Aloïs s'était mis à marmonner en faisant quelques mouvements de poignets. Les deux docteurs commencèrent à ressentir une vive douleur au niveau de l'abdomen. L'infirmière, elle, s’évanouit tout bonnement. Le colosse, lui, ne bougea pas d'un iota, bien qu'une fine pellicule de sueur soit apparue sur son front.

– Je vais partir et vous ne ferez rien pour m'en empêcher.

– Mais qui êtes-vous ? Et que voulez-vous ? grinça l'un des deux médecins en essayant de ne pas s'effondrer.

– Qui je suis n'a pas d'importance. Ce que je cherche est déjà parti. Plus je reste ici, plus votre souffrance augmentera. Est-ce vraiment cela que vous souhaitez ?

– Arrêtez ! Je vous en supplie, cria le second médecin en crachotant du sang.

– Il ne tient qu'à vous que cela s'arrête. Laissez-moi passer, dit-elle devant eux.

Aucun des deux médecins ne pouvait s'opposer à son passage. Ils n'en avaient ni la force, ni la volonté. Quant au colosse derrière eux, malgré sa résistance, il montrait des signes de souffrance évidente. Pourtant, il ne fléchissait pas. Pas encore. Aloïs resserra son emprise sur lui et le fit mettre à genoux. Elle déversait sa colère sur eux. Elle voulait faire souffrir autant que tuer. Il fallait que quelqu'un paye pour son nouvel échec. Lorsque plus aucun gémissement ne vint perturber le silence de la pièce, Aloïs enjamba ses victimes sans un regard et sortit du bâtiment.

Si Etha Milligan était revenue d'entre les morts – et c'était manifestement le cas – et qu'elle aidait les créatures et la letiferus, alors les choses allaient se compliquer. Aloïs allait devoir changer ses plans. Elle ne pouvait se permettre de filer ses proies en espérant qu'elles commettent une erreur et se laissent attraper. Elle n'avait pas l'éternité devant elle contrairement à eux.

Elle devait envisager le problème différemment. Les diogonos avaient le livre et sa lectrice. Deux sorciers avaient choisi délibérément de les aider – elle ne pouvait imaginer que Batten ait autorisé cette association, pas maintenant qu'il possédait 4 couronnes – et leur donnaient un avantage non négligeable sur leurs ennemis. Que restait-il à Aloïs pour agir contre eux ?
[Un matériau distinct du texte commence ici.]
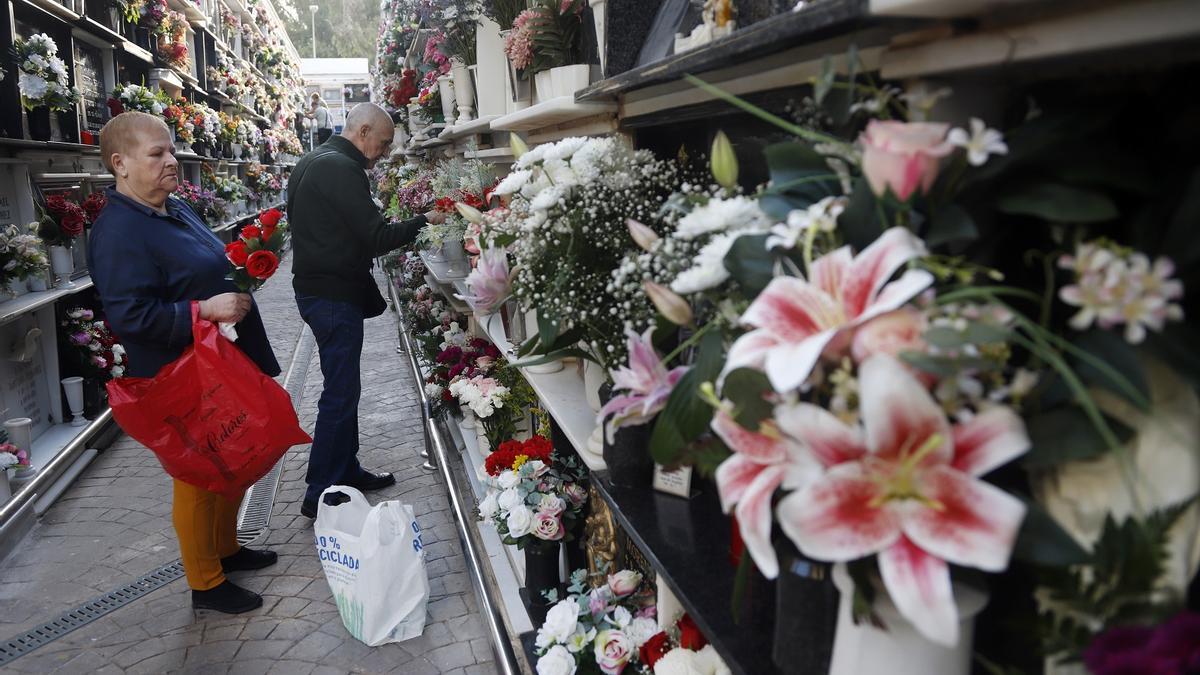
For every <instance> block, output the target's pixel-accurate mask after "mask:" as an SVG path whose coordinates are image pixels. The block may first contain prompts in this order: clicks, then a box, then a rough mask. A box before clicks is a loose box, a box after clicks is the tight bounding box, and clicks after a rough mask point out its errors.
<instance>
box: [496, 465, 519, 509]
mask: <svg viewBox="0 0 1200 675" xmlns="http://www.w3.org/2000/svg"><path fill="white" fill-rule="evenodd" d="M500 476H502V477H503V474H500ZM500 486H502V488H503V485H500ZM496 502H497V503H498V504H499V507H500V508H503V509H504V510H512V509H514V508H516V507H518V506H521V504H522V503H524V498H523V497H522V496H521V492H517V491H516V490H515V489H512V488H506V489H505V490H504V491H503V492H500V497H499V498H498V500H497V501H496Z"/></svg>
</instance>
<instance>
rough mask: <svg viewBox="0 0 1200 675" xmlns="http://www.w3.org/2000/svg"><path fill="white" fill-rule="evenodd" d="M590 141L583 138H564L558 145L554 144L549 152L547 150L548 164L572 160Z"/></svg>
mask: <svg viewBox="0 0 1200 675" xmlns="http://www.w3.org/2000/svg"><path fill="white" fill-rule="evenodd" d="M587 142H588V139H587V138H586V137H583V136H571V137H570V138H564V139H562V141H559V142H558V143H554V144H553V145H552V147H551V148H550V149H548V150H546V157H545V159H546V162H550V161H552V160H566V159H570V156H571V155H574V154H575V153H576V151H577V150H578V149H580V148H582V147H583V145H584V144H586V143H587Z"/></svg>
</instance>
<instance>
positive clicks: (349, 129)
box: [342, 103, 392, 137]
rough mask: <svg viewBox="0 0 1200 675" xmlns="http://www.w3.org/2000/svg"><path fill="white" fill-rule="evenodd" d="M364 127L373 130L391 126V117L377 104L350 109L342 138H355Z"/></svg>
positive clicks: (343, 130) (363, 103)
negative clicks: (386, 126)
mask: <svg viewBox="0 0 1200 675" xmlns="http://www.w3.org/2000/svg"><path fill="white" fill-rule="evenodd" d="M364 125H366V126H370V127H371V129H380V127H385V126H391V125H392V121H391V115H389V114H388V110H385V109H383V108H382V107H380V106H377V104H376V103H359V104H358V106H354V107H353V108H350V113H349V114H348V115H346V129H343V130H342V136H347V137H349V136H354V135H355V133H358V131H359V127H361V126H364Z"/></svg>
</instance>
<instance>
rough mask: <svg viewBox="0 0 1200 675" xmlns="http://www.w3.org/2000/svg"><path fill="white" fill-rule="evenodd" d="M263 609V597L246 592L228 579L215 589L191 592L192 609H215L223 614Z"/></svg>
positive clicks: (233, 613) (227, 613) (245, 590)
mask: <svg viewBox="0 0 1200 675" xmlns="http://www.w3.org/2000/svg"><path fill="white" fill-rule="evenodd" d="M260 607H263V596H259V595H258V593H256V592H253V591H247V590H246V589H242V587H241V586H238V585H235V584H234V583H233V581H229V580H228V579H227V580H224V581H222V583H221V585H220V586H217V587H216V589H209V590H208V591H192V608H194V609H215V610H217V611H221V613H224V614H241V613H244V611H250V610H252V609H258V608H260Z"/></svg>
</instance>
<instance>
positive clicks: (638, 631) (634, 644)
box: [625, 616, 659, 649]
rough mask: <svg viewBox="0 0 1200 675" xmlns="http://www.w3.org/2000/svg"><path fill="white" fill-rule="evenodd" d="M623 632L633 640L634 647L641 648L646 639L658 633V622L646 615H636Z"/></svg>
mask: <svg viewBox="0 0 1200 675" xmlns="http://www.w3.org/2000/svg"><path fill="white" fill-rule="evenodd" d="M625 634H626V635H629V639H630V640H632V641H634V647H636V649H642V645H644V644H646V643H647V640H649V639H650V638H653V637H654V635H658V634H659V622H658V621H655V620H653V619H649V617H646V616H638V617H637V619H635V620H634V621H631V622H630V623H629V627H626V628H625Z"/></svg>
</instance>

La sorcière s'assit au volant de la voiture qu'elle avait volée quelques heures auparavant. Un levier. Il lui fallait un levier. L'enfant. Mais l'enfant était aux mains de Sargon. Elle ne pourrait pas la récupérer. Aloïs soupira.

Elle n'avait pas de prises sur Brune. En revanche, elle pourrait peut-être aider celui qui la détenait contre Pàl et Hendry. Le Maître de la Confrérie ignorait où se trouvait ses adversaires. Il devait les chercher autant que Batten devait la chercher elle. Et c'est exactement sur cela qu'elle pouvait agir.

Elle avait senti Etha dans l’hôpital. Si elle se concentrait sur elle, sur le lien surprenant qui subsistait entre elles, elle retrouverait la trace de son ancien hôte. Mais comme elle pouvait la retrouver, Etha pouvait la sentir venir. C'est sur ce détail qu'elle devait jouer. Ça n'est pas elle qui viendrait les chercher !

Aloïs sourit. Elle allait continuer à les traquer. Mais elle n'agirait pas contre eux. Elle se contenterait de donner les informations à la Confrérie. Sargon aurait les moyens de les arrêter. Il utiliserait des naturels. Or, Etha et Matthew ne les sentiraient pas venir. La sorcière se mit à rire toute seule. Elle avait un nouveau plan. Elle avait sa vengeance.